3.3.1. Index Operator

The indexing operator (Python uses square brackets to enclose the index) selects a single character from a string. The characters are accessed by their position or index value. For example, in the string shown below, the 14 characters are indexed left to right from position 0 to position 13.

index values

It is also the case that the positions are named from right to left using negative numbers where -1 is the rightmost index and so on. Note that the character at index 6 (or -8) is the blank character.

In [1]: school = "Luther College"

In [2]: school[2]
Out[2]: 't'

In [3]: school[-1]
Out[3]: 'e'

The expression school[2] selects the character at index 2 from school, and creates a new string containing just this one character. The variable m refers to the result.

The expression in brackets is called an index. An index specifies a member of an ordered collection. In this case the collection of characters in the string. The index indicates which character you want. It can be any integer expression so long as it evaluates to a valid index value.

Note that indexing returns a string — Python has no special type for a single character. It is just a string of length 1.

As shown above, the syntax for the indexing operator in Python uses brackets to surround the desired index.

SEQUENCE[ INDEX ]

Python uses the following rules to evaluate an indexing expression.

  1. Evaluate SEQUENCE
  2. Evaluate INDEX
  3. Get and return the index element.

In the process, the interpreter will make sure that SEQUENCE evaluates to a list and the INDEX is in the proper range of values.

Note that SEQUENCE can be any python expression that evaluates to a sequence, be that a variable that refers to a sequence, the literal expression of a sequence, or a function that returns a sequence.

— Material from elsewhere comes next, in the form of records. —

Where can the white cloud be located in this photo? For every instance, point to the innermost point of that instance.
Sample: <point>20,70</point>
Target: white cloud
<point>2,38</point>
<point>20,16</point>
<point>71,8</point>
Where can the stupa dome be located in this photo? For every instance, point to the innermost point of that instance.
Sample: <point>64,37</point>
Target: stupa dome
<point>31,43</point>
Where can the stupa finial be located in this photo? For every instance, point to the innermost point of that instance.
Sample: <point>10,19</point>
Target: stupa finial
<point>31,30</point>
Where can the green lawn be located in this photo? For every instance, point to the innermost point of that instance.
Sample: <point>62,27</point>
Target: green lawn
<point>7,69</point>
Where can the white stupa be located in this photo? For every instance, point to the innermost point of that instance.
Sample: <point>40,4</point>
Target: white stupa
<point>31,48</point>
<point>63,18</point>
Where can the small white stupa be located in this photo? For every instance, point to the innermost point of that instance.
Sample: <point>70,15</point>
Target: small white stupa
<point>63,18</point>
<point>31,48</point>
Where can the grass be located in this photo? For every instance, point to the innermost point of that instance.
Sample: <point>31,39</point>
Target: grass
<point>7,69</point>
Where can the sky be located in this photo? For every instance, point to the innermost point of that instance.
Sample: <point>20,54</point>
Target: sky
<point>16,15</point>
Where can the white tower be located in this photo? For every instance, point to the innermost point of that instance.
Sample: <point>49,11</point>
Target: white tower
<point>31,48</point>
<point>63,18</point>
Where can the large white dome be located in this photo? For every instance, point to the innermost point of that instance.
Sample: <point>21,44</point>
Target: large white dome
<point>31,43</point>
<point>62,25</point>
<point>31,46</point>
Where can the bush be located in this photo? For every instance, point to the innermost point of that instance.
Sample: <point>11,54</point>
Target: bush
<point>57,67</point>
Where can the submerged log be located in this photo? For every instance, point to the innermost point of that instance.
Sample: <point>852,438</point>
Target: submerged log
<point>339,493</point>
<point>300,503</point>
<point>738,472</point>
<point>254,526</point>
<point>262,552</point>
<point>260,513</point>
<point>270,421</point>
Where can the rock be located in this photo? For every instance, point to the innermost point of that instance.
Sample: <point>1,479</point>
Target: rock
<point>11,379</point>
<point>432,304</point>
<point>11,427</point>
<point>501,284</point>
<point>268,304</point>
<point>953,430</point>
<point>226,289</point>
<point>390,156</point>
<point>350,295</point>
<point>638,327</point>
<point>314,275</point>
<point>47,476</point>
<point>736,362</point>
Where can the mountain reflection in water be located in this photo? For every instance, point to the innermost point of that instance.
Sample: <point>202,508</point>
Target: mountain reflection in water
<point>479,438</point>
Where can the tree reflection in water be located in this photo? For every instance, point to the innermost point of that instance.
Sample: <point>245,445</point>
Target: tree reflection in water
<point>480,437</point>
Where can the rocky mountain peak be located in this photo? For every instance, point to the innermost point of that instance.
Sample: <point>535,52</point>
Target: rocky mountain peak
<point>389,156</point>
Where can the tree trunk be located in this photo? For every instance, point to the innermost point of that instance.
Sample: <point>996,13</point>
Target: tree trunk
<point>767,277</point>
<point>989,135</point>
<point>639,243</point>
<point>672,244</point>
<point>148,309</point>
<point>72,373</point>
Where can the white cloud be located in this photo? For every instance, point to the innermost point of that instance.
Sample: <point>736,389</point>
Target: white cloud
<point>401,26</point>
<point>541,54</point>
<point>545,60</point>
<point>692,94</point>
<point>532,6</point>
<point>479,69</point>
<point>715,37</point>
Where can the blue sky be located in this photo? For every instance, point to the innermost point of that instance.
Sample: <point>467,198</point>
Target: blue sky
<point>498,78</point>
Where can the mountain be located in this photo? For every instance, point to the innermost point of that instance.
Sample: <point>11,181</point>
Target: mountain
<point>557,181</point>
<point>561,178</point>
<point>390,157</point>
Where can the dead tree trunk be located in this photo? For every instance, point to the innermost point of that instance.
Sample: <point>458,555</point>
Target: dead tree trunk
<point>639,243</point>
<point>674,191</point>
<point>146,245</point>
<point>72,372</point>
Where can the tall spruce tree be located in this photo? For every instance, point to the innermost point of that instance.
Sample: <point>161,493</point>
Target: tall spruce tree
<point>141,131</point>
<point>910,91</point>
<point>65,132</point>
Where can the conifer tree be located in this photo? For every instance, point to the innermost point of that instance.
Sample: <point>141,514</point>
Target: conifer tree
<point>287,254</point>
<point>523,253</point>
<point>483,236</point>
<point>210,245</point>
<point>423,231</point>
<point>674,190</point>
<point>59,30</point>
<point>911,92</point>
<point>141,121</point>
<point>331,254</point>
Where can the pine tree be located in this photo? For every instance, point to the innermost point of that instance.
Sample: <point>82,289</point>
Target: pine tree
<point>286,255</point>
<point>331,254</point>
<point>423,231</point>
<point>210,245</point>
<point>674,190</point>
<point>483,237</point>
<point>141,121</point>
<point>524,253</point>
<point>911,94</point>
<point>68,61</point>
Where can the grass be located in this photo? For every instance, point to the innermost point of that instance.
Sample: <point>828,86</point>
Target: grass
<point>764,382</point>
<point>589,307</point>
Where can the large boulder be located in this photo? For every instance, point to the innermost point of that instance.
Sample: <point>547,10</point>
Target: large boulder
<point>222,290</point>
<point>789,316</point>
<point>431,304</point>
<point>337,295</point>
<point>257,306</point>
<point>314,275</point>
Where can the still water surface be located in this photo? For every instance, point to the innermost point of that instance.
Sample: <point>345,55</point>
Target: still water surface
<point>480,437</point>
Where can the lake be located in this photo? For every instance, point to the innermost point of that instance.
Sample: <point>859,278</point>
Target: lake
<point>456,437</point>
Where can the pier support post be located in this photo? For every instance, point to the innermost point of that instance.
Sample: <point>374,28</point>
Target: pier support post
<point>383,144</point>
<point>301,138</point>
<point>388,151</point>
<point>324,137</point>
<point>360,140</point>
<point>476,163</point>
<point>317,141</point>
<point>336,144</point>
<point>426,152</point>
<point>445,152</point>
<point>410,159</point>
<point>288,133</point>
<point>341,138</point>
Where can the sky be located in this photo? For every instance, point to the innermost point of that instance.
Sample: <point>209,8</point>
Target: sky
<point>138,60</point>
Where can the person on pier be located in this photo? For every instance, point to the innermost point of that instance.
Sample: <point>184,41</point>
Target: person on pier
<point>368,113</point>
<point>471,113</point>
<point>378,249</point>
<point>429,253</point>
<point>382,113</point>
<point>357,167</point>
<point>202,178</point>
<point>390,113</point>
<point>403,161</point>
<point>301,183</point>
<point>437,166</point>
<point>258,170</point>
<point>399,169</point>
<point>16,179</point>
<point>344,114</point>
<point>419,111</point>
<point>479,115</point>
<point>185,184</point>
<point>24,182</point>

In [4]: my_list = [1, 2, 3]

In [5]: my_list[2]  # Sequence stored in a variable
Out[5]: 3

In [6]: "aeiou"[1]  # Indexing with the literal string expression
Out[6]: 'e'

In [7]: f = lambda x: "***" + str(x) + "***"

In [8]: f(12)
Out[8]: '***12***'

In [9]: f(12)[-4]  # indexing a string returns by a function
Out[9]: '2'

Similarly, the INDEX can be any expression that evaluates to an integer, provided the result in the right range for the sequence in questions. Remember that computer scientists often start counting from zero. The letter at index zero of "Luther College" is L. So at position 2 we have the letter t.

For example, if you want the zero-eth letter of a string, you just put 0, or any expression with the value 0, in the brackets.

In [10]: school = "Luther College"

In [11]: school[0]
Out[11]: 'L'

In [12]: school[1 - 1]
Out[12]: 'L'

Check your understanding

    rec-5-5: What is printed by the following statements?

    s = "python rocks"
    print(s[3])
    
  • (A) t
  • Index locations do not start with 1, they start with 0.
  • (B) h
  • Yes, index locations start with 0.
  • (C) c
  • s[-3] would return c, counting from right to left.
  • (D) Error, you cannot use the [ ] operator with a string.
  • [ ] is the index operator

    rec-5-6: What is printed by the following statements?

    s = "python rocks"
    print(s[2] + s[-5])
    
  • (A) tr
  • Yes, indexing operator has precedence over concatenation.
  • (B) ps
  • p is at location 0, not 2.
  • (C) nn
  • n is at location 5, not 2.
  • (D) Error, you cannot use the [ ] operator with the + operator.
  • [ ] operator returns a string that can be concatenated with another string.

    rec-5-7: What is printed by the following statements?

    alist = [3, 67, "cat", [56, 57, "dog"], [ ], 3.14, False]
    print(alist[5])
    
  • (A) [ ]
  • The empty list is at index 4.
  • (B) 3.14
  • Yes, 3.14 is at index 5 since we start counting at 0 and sublists count as one item.
  • (C) False
  • False is at index 6.

    rec-5-8: What is printed by the following statements?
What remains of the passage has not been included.